Robert, sebaliknya, telah lama meninggalkan etika apa pun dan menjalani hidup dengan cara yang agak tidak sopan.

Keduanya bertolak belakang, namun ada kemiripan yang aneh.

“Bagaimanapun, kita bertiga harus bekerja sama untuk sementara waktu, jadi cobalah untuk akur.”

“Jika Rudy berkata begitu.”

"Aku lebih suka tidak melakukannya, apalagi dengan bocah ini."

aku mencondongkan tubuh dan berbisik kepada Profesor Robert.

“Dia saat ini bekerja sebagai asisten Profesor Gracie. Dan aku memegang otoritas atas hal itu."

Tidak diperlukan penjelasan lebih lanjut.

Itu hanyalah dinamika antara seorang profesor dan asisten.

Hanya itu yang perlu dia ketahui.

Robert menyeringai dan mengacungkan jempolnya.

"Kedengarannya bagus."

"Karena ini adalah bantuan antar laboratorium kami, aku akan membahas rincian tentang kompensasi dan aspek lainnya secara terpisah."

"Urus saja sesukamu. Ini merepotkan bagiku. Beritahu Borval. Dia akan menanganinya."

Kalau dipikir-pikir, akhir-akhir ini aku belum pernah melihat Borval.

Dulu aku sering melihatnya berlatih di lapangan olah raga, namun aku belum pernah melihatnya lagi sejak ia menjadi asisten pengajar penuh di tahun ketiganya.

Mungkin sibuk dengan tugas asisten pengajar.

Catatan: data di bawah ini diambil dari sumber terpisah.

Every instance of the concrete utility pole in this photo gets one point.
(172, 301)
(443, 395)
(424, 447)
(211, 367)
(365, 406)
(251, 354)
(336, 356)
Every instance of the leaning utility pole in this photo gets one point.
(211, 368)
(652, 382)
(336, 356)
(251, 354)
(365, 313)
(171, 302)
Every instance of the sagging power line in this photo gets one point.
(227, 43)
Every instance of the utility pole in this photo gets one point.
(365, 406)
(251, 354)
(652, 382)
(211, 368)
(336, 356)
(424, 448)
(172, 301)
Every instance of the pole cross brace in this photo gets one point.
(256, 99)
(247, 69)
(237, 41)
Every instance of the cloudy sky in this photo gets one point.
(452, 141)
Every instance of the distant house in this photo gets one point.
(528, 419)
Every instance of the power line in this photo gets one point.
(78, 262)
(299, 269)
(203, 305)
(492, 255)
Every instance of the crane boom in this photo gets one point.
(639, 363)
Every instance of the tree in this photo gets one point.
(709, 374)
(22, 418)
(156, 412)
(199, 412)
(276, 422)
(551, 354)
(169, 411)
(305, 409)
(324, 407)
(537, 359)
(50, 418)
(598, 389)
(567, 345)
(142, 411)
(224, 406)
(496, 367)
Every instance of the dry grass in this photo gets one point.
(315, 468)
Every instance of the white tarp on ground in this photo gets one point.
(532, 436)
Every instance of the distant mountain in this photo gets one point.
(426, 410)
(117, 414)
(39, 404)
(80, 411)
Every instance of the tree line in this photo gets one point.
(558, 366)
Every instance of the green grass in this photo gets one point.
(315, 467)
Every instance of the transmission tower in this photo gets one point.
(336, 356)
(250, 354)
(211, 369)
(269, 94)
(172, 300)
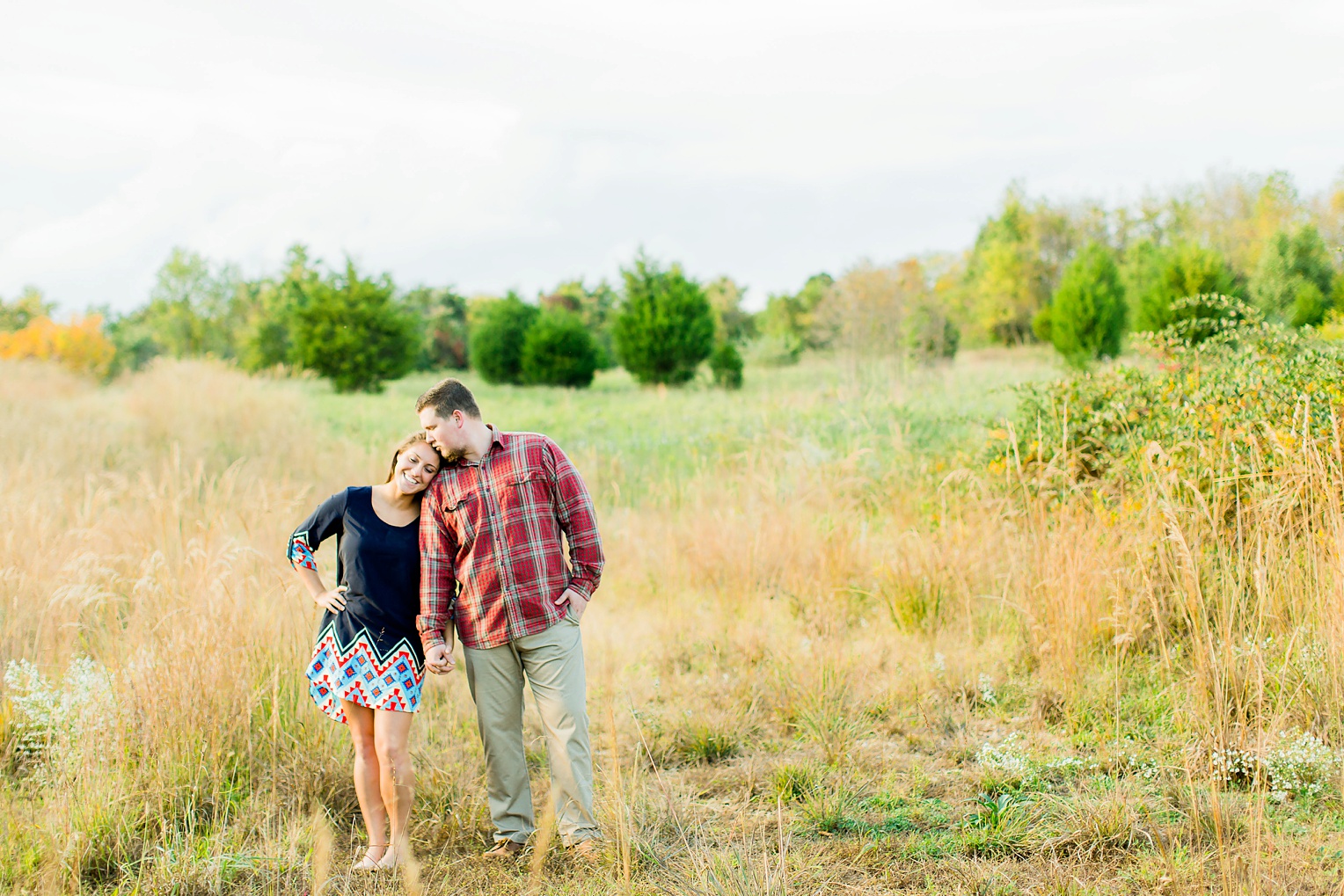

Aku harus segera menyusulnya.

"Dipahami."

Aku mengangguk.

Profesor Robert kemudian berdiri dari tempat duduknya.

"Apa kamu sudah makan?"

"Belum."

Saat itu tentang waktu makan malam.

“Ayo pergi ke tempat itu, bersama anak muda ini.”

Mataku melebar karena terkejut.

"Kedengarannya bagus. Akhir-akhir ini aku sangat sibuk dan tidak bisa pergi."

“…Di mana yang kamu bicarakan?”

Aku tersenyum pada Yuni.

"Restoran dengan cita rasa surga."

"Oh…"

Yuni menyeringai puas.

"Apakah menurutmu mereka bisa memuaskan seleraku? Aku menganggap diriku seorang pecinta kuliner."

"Sangat."

aku menjawab dengan percaya diri.

Dan sebagainya…

Kami menuju ke restoran rebusan pasta kacang fermentasi.